You feel the change in g-forces as you swing the car around a sharp bend and every twitch on the steering translates into something surprising (even frightening). And you sense speed like you have never sensed it.

The car is quick, taking just 4.5 seconds to hit the century mark. For a 1.7-litre machine, that is some kind of a record. The magical thing is, it feels even faster.

It is hard to explain, but seated low down in its carbon-fibre tub cabin that is so close to the tarmac, and with the aural assault you are constantly exposed to, acceleration simply feels more brutal. Without looking at the paper specifications, you would swear the car hits the 100kmh mark in under three seconds.

And that is without activating the car's Launch Control, which is accessible in its most extreme Race, traction- control-off drive mode.

In the real world, Dynamic mode is more than what most drivers and roads can deal with, and Natural (normal) mode is enough to raise goosebumps.

If you want economy or a measure of civility, the lowest All Weather mode is best.

The 4C's synaptic quickness is not just the work of its turbocharged power plant and responsive dual-clutch gearbox. The car's compactness and lightness are big contributors too.

At less than 900kg, the aluminium and carbon 4C is a featherweight in a world of bloated contenders. This gives it a giant- slaying power-to-weight ratio of 268bhp per tonne.

It is so light, it will start rolling if you merely lean on it without the parking brake fully engaged.

Its compact dimensions, with wide tracks and a road-hugging stance, make it naturally agile and confident. At the same time, the driver is more intimately connected to the road and his surroundings, for which the car's mechanical rack and pinion steering deserve special mention.

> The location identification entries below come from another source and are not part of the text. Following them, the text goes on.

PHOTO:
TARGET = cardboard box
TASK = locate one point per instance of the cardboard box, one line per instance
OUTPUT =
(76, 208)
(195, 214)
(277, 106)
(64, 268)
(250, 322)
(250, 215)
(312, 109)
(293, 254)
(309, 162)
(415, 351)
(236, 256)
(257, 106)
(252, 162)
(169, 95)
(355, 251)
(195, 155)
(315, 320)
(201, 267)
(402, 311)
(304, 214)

Compared with the prevalent electrically assisted systems, the 4C's steering offers unrivalled communication and connectedness. You actually feel the slightest rut and camber of the bitumen.

It is as deliciously old-fashioned as it is scary. With nothing to mitigate the dynamic forces at play between tyres and tarmac, the driver actually has to focus on inputs and correction.

A fast, tight corner becomes more thrilling, even if the surface is blemish- free. You are aware of the drivetrain, mounted just fore of the rear axle, propelling the rear wheels.

And you are immediately thankful for the car's friendly brakes, electronic differential and responsive paddle shifters.

The 4C drives like no other Alfa, even if its steering reminds you of old models. On the go, it feels like a mix of Lotus Exige, McLaren MP4 and an old, air-cooled Porsche 911.

It serves up excitement in its rawest form, with cold sweat and white knuckles being par for the course. In an age where most cars are over-managed and over- insulated, this Alfa is a breath of fresh air.

But for its price, it is unlikely to attract first-timers to the segment, most of whom will still gravitate towards a similarly priced and more luxuriously finished Porsche Cayman.

Those who already have a sports car in the garage, however, will find this rare gem of a racer somewhat irresistible.